31 Chapter 30: Misery of a Long Life.

Now, "Jasmine, come back; we need to talk, young lady."

"What is it?" She asked after reappearing with a tired expression on her face—not physically tired; she just seemed tired of talking—and once again taking her place on her chair.

It was actually important now, so I hoped that she would take this seriously: "Have I done anything else that might risk my life?"

"Many." She replied immediately.

I didn't expect that—literally no hesitation, "Huh."

"Yes, for example, that time you drank your weird drug and went insane and ran into the forest; it's honestly a miracle you survived that." She continued matter-of-factly.

Fair enough. I smiled wryly and admitted that it had been my fault; there was nothing she could have done to help in that situation. "That was inevitable; anything else?"

"Well, accepting that invitation to the banquet was a stretch; they might have seen the things you can do and wanted to extract all the information you know, especially after you gave that to the girl," She replied, "but I admit, this is a little more unlikely."

Oh my Devil, now she was talking in riddles as well? Weren't the old ladies enough? Now even the young ladies had to act weird: "I gave what to who?"

"Don't you remember? You gave Lan Xueruo her exact vein pattern from your Energy Resonance Imaging Machine." She explained.

I massaged the bridge of my eyebrows and replied, "ERI, don't lengthen my abbreviations, and what does that matter?"

"What does that matter? he asks. She scoffed to herself, clearly unbelieving that I didn't understand even after her perfectly detailed explanation that lacked any detail at all. "Tell me, oh disciple of mine, what's the most important thing for a cultivator?"

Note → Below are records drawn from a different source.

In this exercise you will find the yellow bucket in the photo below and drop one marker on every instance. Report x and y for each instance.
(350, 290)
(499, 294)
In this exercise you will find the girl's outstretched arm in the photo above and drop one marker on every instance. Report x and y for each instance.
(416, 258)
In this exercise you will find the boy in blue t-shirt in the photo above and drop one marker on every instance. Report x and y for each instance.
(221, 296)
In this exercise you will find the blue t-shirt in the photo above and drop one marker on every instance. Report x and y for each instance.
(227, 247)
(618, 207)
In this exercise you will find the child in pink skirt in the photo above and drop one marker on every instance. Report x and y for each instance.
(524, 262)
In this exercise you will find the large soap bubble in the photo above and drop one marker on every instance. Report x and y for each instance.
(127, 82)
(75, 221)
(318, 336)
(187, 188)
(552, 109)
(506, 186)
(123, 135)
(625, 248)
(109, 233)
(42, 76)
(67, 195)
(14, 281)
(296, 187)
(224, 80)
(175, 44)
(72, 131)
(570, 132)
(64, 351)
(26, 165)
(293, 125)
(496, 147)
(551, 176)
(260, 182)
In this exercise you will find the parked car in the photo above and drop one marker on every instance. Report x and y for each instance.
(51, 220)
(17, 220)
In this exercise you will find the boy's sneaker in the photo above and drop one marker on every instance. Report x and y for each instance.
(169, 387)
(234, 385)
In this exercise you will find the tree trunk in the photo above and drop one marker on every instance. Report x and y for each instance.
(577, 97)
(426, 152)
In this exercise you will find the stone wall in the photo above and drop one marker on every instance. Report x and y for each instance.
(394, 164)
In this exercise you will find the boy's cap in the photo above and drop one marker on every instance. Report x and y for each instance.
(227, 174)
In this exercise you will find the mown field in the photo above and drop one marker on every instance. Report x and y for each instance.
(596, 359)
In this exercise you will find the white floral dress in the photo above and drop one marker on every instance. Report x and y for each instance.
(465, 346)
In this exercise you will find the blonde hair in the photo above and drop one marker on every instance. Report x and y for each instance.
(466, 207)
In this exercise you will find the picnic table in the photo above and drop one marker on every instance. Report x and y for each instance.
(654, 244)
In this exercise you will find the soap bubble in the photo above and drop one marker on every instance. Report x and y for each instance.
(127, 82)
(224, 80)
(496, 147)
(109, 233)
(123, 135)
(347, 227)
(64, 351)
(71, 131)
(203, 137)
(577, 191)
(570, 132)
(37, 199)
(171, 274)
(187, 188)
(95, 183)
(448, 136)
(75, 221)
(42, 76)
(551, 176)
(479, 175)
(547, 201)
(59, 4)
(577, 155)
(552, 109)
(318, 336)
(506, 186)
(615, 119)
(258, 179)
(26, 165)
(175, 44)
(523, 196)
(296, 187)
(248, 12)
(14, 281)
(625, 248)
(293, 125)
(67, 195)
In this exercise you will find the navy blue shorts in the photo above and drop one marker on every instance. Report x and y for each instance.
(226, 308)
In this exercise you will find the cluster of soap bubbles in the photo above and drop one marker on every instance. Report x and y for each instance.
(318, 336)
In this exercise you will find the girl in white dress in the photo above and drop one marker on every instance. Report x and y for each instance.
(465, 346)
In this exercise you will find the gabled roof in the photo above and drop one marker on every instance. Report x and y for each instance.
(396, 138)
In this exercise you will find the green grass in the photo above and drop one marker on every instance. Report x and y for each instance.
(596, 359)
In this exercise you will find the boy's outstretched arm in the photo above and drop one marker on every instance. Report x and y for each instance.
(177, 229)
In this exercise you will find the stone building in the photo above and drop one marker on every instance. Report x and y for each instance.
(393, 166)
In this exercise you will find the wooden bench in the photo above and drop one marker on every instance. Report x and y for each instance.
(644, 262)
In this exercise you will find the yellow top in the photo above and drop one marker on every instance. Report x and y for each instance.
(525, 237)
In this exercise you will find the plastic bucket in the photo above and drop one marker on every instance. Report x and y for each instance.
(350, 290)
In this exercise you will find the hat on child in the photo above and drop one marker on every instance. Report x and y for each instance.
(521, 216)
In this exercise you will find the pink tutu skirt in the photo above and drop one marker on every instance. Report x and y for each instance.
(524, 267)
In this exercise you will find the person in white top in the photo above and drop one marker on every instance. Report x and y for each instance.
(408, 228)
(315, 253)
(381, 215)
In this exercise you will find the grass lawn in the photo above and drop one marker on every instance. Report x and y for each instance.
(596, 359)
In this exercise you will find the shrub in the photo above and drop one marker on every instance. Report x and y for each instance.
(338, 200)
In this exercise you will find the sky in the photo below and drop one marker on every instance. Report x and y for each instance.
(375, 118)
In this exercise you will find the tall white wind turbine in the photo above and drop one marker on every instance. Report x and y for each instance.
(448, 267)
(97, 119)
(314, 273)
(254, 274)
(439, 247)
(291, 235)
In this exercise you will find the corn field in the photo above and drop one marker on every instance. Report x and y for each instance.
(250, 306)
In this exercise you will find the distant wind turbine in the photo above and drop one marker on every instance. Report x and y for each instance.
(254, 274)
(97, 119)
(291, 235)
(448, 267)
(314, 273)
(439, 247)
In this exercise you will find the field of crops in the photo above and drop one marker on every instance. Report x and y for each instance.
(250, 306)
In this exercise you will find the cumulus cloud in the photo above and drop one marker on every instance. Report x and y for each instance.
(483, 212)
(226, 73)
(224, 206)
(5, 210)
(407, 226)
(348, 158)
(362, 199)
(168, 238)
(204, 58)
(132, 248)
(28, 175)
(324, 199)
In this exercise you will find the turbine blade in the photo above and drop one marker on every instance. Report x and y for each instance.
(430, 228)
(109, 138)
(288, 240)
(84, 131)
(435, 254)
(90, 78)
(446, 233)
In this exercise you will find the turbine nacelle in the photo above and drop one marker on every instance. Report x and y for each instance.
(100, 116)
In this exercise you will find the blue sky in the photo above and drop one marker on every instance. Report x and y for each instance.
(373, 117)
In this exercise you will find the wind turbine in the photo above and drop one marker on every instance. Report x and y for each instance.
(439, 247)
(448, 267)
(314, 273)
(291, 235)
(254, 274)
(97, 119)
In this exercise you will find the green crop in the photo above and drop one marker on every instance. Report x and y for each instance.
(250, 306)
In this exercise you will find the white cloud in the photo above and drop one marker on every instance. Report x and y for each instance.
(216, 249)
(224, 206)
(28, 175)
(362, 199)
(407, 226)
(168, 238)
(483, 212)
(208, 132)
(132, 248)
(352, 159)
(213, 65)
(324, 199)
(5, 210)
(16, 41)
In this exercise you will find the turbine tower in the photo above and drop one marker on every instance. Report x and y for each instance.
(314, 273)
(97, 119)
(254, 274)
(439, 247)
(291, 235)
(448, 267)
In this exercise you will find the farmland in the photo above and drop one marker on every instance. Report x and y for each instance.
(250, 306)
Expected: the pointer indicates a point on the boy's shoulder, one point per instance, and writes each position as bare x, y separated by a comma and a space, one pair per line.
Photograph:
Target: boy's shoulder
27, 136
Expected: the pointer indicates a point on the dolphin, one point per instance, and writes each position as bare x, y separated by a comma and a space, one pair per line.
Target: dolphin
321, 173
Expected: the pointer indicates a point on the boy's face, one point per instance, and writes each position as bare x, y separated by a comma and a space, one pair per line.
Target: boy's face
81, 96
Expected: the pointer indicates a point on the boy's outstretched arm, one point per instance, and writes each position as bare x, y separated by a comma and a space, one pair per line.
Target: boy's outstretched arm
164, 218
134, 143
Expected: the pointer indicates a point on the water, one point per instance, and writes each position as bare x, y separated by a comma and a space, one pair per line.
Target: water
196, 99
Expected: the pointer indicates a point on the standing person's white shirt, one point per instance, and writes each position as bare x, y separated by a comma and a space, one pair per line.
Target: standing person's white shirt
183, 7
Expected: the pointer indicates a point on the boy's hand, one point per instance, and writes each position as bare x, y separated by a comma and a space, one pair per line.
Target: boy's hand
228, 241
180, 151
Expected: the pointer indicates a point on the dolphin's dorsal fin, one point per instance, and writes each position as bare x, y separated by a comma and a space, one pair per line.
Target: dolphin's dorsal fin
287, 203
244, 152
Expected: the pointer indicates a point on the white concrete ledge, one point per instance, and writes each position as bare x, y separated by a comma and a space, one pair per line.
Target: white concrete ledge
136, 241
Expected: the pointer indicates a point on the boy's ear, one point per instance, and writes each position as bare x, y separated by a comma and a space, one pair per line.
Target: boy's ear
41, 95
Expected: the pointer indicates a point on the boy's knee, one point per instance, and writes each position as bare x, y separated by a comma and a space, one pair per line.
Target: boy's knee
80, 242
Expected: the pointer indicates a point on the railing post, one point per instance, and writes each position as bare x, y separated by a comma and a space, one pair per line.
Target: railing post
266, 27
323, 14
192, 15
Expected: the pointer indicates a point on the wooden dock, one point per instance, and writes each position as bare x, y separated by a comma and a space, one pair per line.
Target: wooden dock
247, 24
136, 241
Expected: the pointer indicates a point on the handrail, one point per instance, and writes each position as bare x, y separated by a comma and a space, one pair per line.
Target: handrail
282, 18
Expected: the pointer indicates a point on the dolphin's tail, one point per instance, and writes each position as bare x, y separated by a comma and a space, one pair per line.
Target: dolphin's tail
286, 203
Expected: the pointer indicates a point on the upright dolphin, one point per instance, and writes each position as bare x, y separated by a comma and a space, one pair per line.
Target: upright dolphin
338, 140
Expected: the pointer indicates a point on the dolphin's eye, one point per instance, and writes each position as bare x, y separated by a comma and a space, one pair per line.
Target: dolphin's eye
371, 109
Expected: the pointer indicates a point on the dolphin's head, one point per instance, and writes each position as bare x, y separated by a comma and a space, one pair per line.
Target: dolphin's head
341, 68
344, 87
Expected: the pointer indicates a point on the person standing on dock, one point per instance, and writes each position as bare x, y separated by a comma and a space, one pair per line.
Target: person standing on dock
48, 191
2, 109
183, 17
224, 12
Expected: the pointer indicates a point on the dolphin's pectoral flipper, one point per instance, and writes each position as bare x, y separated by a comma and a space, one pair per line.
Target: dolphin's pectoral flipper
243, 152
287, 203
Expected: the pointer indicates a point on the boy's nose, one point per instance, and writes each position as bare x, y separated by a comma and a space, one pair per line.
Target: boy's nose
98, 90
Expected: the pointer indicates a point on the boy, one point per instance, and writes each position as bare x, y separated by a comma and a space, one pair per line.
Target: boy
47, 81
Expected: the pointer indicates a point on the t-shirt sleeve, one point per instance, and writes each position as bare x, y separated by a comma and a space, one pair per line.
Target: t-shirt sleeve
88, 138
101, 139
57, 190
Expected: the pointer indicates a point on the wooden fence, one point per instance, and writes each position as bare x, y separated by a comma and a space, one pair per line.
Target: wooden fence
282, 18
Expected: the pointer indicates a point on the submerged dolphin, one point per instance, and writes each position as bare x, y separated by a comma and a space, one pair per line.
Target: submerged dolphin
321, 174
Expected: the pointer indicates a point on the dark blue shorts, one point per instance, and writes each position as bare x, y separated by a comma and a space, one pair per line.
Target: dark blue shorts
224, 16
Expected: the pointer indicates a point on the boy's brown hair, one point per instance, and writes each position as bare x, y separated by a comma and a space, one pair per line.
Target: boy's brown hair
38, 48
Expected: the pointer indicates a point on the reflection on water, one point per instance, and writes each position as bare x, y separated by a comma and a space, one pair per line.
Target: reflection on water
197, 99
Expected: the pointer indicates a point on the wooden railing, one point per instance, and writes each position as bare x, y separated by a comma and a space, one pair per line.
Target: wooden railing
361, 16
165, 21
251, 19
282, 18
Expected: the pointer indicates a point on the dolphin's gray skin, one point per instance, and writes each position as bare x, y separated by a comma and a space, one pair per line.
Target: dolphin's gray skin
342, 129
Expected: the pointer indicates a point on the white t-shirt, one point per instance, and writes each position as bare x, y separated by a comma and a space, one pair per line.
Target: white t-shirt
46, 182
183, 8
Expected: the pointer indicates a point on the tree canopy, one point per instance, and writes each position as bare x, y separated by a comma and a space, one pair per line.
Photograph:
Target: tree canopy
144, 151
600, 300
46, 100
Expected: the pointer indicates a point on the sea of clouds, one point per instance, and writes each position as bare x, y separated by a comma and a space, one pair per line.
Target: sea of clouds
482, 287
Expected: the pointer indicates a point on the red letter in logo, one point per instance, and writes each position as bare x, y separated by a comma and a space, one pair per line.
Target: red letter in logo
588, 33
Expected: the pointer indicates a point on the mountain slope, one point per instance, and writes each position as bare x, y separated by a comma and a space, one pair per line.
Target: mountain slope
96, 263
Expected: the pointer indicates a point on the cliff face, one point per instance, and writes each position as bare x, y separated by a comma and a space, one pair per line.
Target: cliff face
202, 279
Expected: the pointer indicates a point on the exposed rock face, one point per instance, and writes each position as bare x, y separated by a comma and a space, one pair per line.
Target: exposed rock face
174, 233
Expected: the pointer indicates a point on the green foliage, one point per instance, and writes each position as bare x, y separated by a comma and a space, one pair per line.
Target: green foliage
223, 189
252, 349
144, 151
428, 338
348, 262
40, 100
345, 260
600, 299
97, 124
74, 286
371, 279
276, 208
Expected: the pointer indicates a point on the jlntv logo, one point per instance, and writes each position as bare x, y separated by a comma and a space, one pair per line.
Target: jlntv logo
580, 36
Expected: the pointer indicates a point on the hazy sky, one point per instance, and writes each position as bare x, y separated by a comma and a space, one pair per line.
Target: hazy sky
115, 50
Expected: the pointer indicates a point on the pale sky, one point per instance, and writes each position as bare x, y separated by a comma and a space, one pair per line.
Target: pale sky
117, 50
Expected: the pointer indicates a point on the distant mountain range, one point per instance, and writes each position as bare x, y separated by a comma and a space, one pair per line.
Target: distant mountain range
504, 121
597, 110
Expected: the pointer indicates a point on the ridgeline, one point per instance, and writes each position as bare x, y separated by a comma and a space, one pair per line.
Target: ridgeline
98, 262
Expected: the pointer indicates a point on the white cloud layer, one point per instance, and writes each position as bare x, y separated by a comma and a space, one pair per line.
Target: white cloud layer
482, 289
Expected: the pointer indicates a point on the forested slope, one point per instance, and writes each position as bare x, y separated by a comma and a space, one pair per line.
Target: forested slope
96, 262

"How could I know? You never told me, and I'm not a cultivator."

"You should know," she replied, clearly telling me that I should just know stuff without rhyme or reason, just because, duh, "the most important thing for a cultivator is understanding, and what you gave the girl was an almost perfect source to understand her own veins and, consequentially, her own cultivation."

"Jasmine, I can do that for everybody; it's not a hard thing to do, and I know much more now than I did then." I replied, growing steadily more annoyed, not at her but at myself.

I knew so little about the culture and means of the people of this world that I couldn't even understand what I was doing that was different from the norm.

I didn't even try to understand them, and she was steadily making it clear that the things that I regarded as just the very basics of this field of study were actually somewhat of a big deal for the people of this world.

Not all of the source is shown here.